SELECT replace(replace(replace(replace(replace(replace(replace(test, 'mo', 'Montag'), 'di', 'Dienstag'), 'mi', 'Mittwoch'), 'do', 'Donnerstag'), 'fr', 'Freitag'), 'sa', 'Samstag'), 'so', 'Sonntag') 
FROM ...

Allerdings, falls du irgendwie die Möglichkeit hast diese Einträge zu manipulieren, schreibe richtige Datumswerte bzw. Timestamps rein.

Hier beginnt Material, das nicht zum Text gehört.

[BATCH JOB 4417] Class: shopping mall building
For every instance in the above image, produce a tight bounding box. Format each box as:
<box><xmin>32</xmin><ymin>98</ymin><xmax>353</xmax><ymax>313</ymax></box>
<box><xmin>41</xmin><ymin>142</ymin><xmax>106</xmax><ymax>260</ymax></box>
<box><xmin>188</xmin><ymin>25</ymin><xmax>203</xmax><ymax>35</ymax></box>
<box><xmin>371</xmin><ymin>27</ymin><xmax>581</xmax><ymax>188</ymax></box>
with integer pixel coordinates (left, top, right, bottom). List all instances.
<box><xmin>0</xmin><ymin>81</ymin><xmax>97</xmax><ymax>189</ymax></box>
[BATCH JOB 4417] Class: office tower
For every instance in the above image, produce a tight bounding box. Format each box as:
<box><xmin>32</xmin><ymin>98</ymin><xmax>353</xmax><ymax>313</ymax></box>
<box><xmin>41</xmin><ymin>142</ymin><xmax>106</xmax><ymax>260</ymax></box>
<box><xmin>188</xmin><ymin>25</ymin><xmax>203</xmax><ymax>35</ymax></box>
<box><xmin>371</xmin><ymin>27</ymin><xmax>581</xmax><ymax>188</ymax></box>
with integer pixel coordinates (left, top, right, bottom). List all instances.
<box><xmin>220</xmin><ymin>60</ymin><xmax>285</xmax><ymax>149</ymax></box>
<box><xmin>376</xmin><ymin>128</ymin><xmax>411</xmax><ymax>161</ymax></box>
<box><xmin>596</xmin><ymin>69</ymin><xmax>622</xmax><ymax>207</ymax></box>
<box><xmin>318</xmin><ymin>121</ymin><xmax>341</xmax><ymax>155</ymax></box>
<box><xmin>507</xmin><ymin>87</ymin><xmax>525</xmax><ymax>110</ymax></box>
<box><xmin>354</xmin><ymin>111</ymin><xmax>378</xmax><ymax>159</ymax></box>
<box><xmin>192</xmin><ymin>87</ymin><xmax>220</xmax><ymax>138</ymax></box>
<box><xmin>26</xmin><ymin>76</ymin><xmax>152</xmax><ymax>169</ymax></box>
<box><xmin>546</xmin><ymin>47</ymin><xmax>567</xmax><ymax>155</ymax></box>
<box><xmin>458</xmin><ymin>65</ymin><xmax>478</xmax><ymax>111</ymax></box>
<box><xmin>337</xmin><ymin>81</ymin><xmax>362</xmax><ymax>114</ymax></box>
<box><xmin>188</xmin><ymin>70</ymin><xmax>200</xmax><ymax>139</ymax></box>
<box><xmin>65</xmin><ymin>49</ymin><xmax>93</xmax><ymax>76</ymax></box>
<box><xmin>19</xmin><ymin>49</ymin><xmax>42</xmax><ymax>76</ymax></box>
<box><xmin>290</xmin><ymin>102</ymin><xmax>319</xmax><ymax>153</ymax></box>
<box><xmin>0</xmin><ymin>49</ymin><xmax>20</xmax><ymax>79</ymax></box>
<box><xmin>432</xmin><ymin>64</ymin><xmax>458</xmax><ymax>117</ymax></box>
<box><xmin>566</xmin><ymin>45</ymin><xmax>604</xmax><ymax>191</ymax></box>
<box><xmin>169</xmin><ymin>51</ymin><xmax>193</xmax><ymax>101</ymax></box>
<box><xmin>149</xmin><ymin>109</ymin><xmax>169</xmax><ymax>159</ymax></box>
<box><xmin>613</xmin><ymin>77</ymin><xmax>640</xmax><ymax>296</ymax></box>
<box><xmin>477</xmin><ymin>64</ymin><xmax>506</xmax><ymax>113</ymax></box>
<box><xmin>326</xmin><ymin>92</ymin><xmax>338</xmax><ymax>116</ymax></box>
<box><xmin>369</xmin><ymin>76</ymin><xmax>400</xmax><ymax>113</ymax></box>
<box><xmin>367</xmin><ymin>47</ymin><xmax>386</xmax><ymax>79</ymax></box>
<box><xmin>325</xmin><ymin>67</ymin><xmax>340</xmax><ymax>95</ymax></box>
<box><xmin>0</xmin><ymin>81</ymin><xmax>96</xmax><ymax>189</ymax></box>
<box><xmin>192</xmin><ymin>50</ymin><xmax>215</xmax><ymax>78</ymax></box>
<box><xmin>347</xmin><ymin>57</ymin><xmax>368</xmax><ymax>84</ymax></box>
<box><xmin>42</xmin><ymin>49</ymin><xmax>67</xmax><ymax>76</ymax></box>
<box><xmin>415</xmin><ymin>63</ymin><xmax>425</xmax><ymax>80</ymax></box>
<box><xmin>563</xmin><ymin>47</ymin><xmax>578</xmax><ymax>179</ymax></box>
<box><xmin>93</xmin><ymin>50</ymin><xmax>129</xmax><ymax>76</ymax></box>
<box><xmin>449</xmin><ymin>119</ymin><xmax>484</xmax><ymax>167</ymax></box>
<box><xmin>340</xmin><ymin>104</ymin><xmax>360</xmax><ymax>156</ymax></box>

Die kannst du dann wunderschön mit der Funktion DATE_FORMAT ausgeben ...


Grüße


----------



## wachteldonk (5. Mai 2009)

Wie krieg ich den den Wochentag aus einer SQL Abfarge ? Aber in deutsch


----------



## Biber2 (5. Mai 2009)

Moin Wachteldonk,

nix gegen 5 Zentmeter lange CASE WHEN oder REPLACE hoch 7-Blöcke, aber...

kannst Du nicht einfach die bei mySQL mitgelieferten Funktionen DayName() und MonthName() verwenden, wie es alle anderen tun?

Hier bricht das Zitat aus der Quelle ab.